The Missing Link in Every Development Program
I have observed this pattern consistently across Singapore, Hong Kong, and Australia. A well-designed program runs. Participants are engaged. The facilitator is excellent. The content is relevant. By the final session, people leave motivated, with new frameworks, new language, and genuine intention to do things differently.
Three weeks later, almost nothing has changed.
Not because the program failed. Because the system around the program failed.
And at the centre of that system failure, almost every time, is the same missing link — the direct manager.
What Managers Are Typically Asked to Do
In most organisations, a manager’s involvement in a development program looks like this: they nominate their direct report to attend. They receive a completion notification when it is over. That is it.
No conversation before the program about what the participant should focus on. No check-in during the program about what they are trying. No structured discussion afterwards about what they observed or what support they would offer.
The manager is the most influential person in that participant’s working life — and they have been made a bystander.
What Actually Happens When Managers Are Not Involved
The participant returns to work. They are motivated. They have new ideas. Then the emails pile up. The quarter-end targets land. The team has a crisis. The old habits are faster, more comfortable, and nobody is reinforcing the new ones.
Within three weeks, the learning fades. Not because the participant did not want to change. Because the environment around them did not change at all.
James Kirkpatrick calls the structures that prevent this “Required Drivers” — the reinforcement, encouragement, and accountability systems that make on-the-job application stick. In my experience across APAC, Required Drivers are almost always absent.
The L&D team designed a great program. Nobody designed the environment the participant returned to.
The Five Manager Behaviours That Change Outcomes
The research on this is clear. Managers do not need to become coaches or learning experts. They need to do five specific things.
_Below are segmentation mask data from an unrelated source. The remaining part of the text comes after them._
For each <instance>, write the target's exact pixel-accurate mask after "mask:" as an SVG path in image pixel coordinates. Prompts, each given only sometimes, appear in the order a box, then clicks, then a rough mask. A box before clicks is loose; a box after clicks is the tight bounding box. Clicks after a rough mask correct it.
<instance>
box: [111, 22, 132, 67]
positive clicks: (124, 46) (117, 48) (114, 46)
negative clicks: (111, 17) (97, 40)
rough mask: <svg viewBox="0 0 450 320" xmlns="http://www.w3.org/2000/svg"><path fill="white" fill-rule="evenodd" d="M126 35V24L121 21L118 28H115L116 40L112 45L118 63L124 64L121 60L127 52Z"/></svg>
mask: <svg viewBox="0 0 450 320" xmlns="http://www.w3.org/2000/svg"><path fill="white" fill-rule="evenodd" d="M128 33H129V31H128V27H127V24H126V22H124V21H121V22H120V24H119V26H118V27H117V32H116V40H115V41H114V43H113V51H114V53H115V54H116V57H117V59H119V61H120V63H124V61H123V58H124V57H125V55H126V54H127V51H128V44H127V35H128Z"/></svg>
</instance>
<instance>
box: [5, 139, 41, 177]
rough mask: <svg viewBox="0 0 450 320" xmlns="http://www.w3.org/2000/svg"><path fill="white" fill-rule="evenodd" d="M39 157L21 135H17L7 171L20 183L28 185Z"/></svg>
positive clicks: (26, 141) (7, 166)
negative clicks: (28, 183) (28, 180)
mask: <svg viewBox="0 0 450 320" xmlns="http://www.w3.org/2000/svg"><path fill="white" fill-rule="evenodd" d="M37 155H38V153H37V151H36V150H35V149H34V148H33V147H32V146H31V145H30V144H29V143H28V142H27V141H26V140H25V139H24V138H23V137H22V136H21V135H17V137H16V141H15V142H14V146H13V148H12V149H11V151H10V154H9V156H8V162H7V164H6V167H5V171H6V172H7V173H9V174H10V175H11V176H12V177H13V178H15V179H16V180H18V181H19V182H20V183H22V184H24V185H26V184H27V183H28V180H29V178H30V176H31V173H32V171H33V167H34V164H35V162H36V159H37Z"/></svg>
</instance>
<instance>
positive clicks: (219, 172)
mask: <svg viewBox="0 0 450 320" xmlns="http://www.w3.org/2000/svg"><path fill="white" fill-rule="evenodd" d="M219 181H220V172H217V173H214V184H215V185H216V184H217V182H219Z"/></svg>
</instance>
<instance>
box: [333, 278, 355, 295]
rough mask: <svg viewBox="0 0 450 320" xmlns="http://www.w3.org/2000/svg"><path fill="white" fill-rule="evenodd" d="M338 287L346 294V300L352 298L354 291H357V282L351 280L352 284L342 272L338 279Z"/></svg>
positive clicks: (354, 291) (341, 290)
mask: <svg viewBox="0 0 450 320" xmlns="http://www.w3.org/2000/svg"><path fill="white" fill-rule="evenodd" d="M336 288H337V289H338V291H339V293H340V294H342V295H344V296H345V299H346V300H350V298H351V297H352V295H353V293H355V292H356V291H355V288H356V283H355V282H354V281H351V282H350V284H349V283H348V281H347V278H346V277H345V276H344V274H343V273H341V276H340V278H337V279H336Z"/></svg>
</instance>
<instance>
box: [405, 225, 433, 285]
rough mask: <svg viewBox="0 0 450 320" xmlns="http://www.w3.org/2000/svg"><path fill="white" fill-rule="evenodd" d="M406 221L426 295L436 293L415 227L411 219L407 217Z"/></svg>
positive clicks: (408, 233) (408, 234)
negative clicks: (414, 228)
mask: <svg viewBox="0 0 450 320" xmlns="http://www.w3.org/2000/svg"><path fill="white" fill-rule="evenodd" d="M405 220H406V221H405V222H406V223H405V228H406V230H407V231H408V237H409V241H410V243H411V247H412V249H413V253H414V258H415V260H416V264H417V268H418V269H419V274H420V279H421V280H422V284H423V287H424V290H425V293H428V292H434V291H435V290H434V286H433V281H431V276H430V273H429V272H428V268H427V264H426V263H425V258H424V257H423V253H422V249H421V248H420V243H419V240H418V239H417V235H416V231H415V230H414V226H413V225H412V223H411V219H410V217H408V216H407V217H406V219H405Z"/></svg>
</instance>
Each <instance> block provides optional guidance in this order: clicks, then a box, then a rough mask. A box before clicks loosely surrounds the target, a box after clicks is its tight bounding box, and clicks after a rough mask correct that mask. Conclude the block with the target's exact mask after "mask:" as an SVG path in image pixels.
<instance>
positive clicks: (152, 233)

1. Before the program — Have a focused conversation
Ask what the participant wants to focus on and why it matters to their role. Ten minutes. It signals that development matters and creates intention before day one.
2. During the program — Check in once
Ask how it is going. What is landing? What are you trying? This keeps learning alive between sessions rather than confined to the classroom.
3. After the program — Create one application moment
Do not wait for new behaviour to happen organically. Deliberately create a situation where the participant can apply what they learned in real work.
4. When you see it — Name it specifically
“I noticed you handled that differently than you would have six months ago.” Specific recognition reinforces far more powerfully than general praise.
5. When you do not see it — Ask about it
Not as a performance conversation. As a development conversation. “What got in the way this week?” This signals that application is expected, not optional.
None of this requires significant time. It requires intention — and a belief that developing people is part of the manager’s job, not a task delegated entirely to HR and the L&D team.
Why This Is Harder in Asia Pacific
There is a cultural dimension to this that is rarely spoken about directly.
In Singapore, Hong Kong, and Australia — particularly in sales-driven and high-performance cultures — the majority of managers reached their role because they were exceptional individual contributors. They were promoted because of what they could do, not because of how well they could develop others.
They lead by doing. They lead by example. They lead by being the most capable person in the room.
The idea that their role now includes actively reinforcing a direct report’s learning behaviour — sitting with someone after a program, noticing their behaviour, having a structured development conversation — is genuinely foreign to how they think about management.
This is not a motivation problem. It is a role clarity problem. Nobody has told these managers that development reinforcement is their responsibility. So they do not do it. Not out of negligence — out of genuine unawareness that it was ever expected.
What It Looks Like When It Works
The managers who change outcomes are not necessarily the most talented or the most experienced. They share one quality: they treat development as a recurring conversation, not a one-time event.
They check in after programs — not to audit, but to understand. They create space in team meetings for people to share what they are working on. They reference the development program weeks after it has ended. They connect business challenges back to the capabilities their team is building.
Their direct reports do not experience development as something that happens away from work. They experience it as something woven into how their team operates.
The result is not just better application of learning. It is a team culture where growth is expected, modelled, and sustained.
The Question That Changes Everything
Most organisations evaluate their L&D investment by asking: was the program good? The more important question is: what did managers do in the 90 days after the program ended?
That question is almost never asked. And until it is — until manager involvement in development is treated as a non-negotiable rather than a nice-to-have — organisations will keep investing in well-designed programs and wondering why the needle does not move.
When was the last time your managers had a structured conversation with a direct report about their development — not their performance, their development? What would change if that happened consistently, across every team, every quarter?